A stunning moment of revelation appears as members of the Green family see historic documents with the names of their ancestors. They learn just a bit more about the people who shaped the Quince Orchard community.
“That moment for me was a hypothetical history becoming real. It was sort of taking it from the theoretical and making it really tangible,” Green said.
Green’s father, the Rev. Gerry Green, now 70, recalls attending segregated schools in Montgomery County.
After the Supreme Court ruled in Brown vs. Board of Education in 1954, the long process of integration began; but the other center of family life, the churches, remained segregated.

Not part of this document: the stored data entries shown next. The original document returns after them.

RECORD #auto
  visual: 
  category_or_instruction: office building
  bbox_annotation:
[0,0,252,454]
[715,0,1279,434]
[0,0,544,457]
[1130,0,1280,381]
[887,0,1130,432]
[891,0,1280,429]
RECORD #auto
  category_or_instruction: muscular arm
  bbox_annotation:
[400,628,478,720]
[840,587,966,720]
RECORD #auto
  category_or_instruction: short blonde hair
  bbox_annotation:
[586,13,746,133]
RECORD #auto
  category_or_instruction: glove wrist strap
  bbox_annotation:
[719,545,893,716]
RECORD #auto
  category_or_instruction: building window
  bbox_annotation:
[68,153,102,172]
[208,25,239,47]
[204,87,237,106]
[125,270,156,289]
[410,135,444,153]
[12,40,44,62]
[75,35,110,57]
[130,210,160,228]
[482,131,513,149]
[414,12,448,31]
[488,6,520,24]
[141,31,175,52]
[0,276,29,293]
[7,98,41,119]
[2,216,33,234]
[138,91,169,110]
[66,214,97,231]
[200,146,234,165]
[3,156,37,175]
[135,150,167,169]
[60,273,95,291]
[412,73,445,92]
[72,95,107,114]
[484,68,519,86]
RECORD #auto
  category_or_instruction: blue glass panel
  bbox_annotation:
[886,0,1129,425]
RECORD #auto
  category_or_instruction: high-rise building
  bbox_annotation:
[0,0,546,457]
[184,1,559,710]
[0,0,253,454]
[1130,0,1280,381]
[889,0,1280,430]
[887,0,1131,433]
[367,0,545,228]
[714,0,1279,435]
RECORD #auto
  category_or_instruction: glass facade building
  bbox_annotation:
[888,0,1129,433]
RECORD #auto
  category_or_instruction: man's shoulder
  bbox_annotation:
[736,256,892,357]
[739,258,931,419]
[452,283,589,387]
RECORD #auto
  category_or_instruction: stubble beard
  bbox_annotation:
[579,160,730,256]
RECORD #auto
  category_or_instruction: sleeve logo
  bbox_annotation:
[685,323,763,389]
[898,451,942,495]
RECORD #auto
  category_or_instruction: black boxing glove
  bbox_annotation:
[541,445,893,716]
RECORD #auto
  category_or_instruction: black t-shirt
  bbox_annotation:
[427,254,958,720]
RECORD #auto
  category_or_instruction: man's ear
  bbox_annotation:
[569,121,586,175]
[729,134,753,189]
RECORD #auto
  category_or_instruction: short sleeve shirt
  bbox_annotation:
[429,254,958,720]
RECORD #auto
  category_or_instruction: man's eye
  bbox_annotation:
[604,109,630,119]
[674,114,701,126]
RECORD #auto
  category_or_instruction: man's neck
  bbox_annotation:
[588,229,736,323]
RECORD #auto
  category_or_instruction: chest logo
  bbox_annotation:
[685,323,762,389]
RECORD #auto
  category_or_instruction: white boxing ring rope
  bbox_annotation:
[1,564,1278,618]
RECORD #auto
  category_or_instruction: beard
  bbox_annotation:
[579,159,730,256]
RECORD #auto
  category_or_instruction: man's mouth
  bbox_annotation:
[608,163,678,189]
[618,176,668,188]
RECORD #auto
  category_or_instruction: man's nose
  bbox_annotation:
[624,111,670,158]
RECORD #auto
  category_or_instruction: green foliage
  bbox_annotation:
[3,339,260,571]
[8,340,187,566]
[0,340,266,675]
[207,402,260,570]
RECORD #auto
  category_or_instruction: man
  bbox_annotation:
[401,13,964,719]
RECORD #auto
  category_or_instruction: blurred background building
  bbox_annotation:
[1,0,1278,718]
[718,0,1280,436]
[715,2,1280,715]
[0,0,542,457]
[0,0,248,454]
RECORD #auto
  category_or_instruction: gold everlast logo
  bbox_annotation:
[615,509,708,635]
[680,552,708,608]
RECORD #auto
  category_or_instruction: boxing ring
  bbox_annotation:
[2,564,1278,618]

By the late 1960s three church communities in an area once known as Quince Orchard, but is now part of Gaithersburg, were struggling.
Pleasant View, the Black church founded by Green’s ancestors, sat on a three-acre plot alongside what is now Route 28 or Darnestown Road. Not far away, were two white churches, Hunting Hill Methodist Episcopal Church and McDonald Chapel Methodist Episcopal Church.
All three churches faced similar challenges. Their congregations and their finances, were dwindling. All three wondered whether they could continue to survive as independent entities.
There was talk of merging the congregations. And on the night of April 4, 1968, members of Pleasant View were holding a meeting on the issue. They were expected to vote when they got the news that Martin Luther King Jr. had been assassinated.
A prayer circle organized outside the church, and the Rev. Harton, a white pastor, led those gathered in prayer, Gerry Green recalled.
“As he prayed, I didn’t close my eyes. I wanted to watch him. I noticed there was a tear that was trickling down his cheek … and what moved me was there was this white man who was moved by the death of this Black man. And it said to me that Dr. King’s death was about more than rights for Black folk, it was about human rights,” according to Gerry Green’s recollection.
Eventually, the merger would put all three congregations into a new building — Fair Haven United Methodist Church. Pleasant View, the Black church, still stands, and the Green family and the church community have hopes for its restoration.
The film also addressed the concerns about the merger — that integrating the church communities would lead to a loss of the special role that Pleasant View had played in the lives of Black residents, as well as the changes that would come to the congregations of Hunting Hill and McDonald Chapel.
“Because as riots were taking place in cities, these three congregations decided that that’s not how we wanted to address this issue”; instead they wanted to live the legacy of King, Gerry Green said.
Gerry Green said the story in the movie is timely and needs to be told now more than ever.
On Pleasant View, Gerry Green said, “That site is significant now because of all the vitriol and turmoil that’s going on currently. We need to hear stories where people were able to come together and create the possible. Where people were able to come together and say yes, there is hope.”
There’s a need to hear the stories of people who were willing to join together “to create a new and different and bright future,” Gerry Green said.
Jason Green, who has been involved with efforts to preserve Pleasant View, has been screening “Finding Fellowship,” and he hopes to find a home to distribute it.
“We’re in conversation with different platforms like Amazon Prime and Netflix, and just trying to find the right home for a film like this,” Jason Green said.
He’s also working on versions that could be tailored for classroom use and for community distribution.
The Pleasant View site includes the church, a schoolhouse and a small burial ground. It has been designated as a historic site by Montgomery County, and there’s an ongoing fundraiser with a goal of raising $1 million. The fundraiser is online here.
Gerry Green said that there are plans to use the schoolhouse for educational programs, replace a third building that had been destroyed by fire and use that for community events, and stabilize the church building.
“If you drive past, you’ll notice there’s a bell tower that is leaning, and it’s not just a little lean” Gerry Green said. “You wonder if there’s a strong wind, it’ll come along and blow it over.”
The Green family sees Pleasant View’s future as another site for bringing people together, knitting strong bonds in the community, and as the title of the film says, a place for finding fellowship.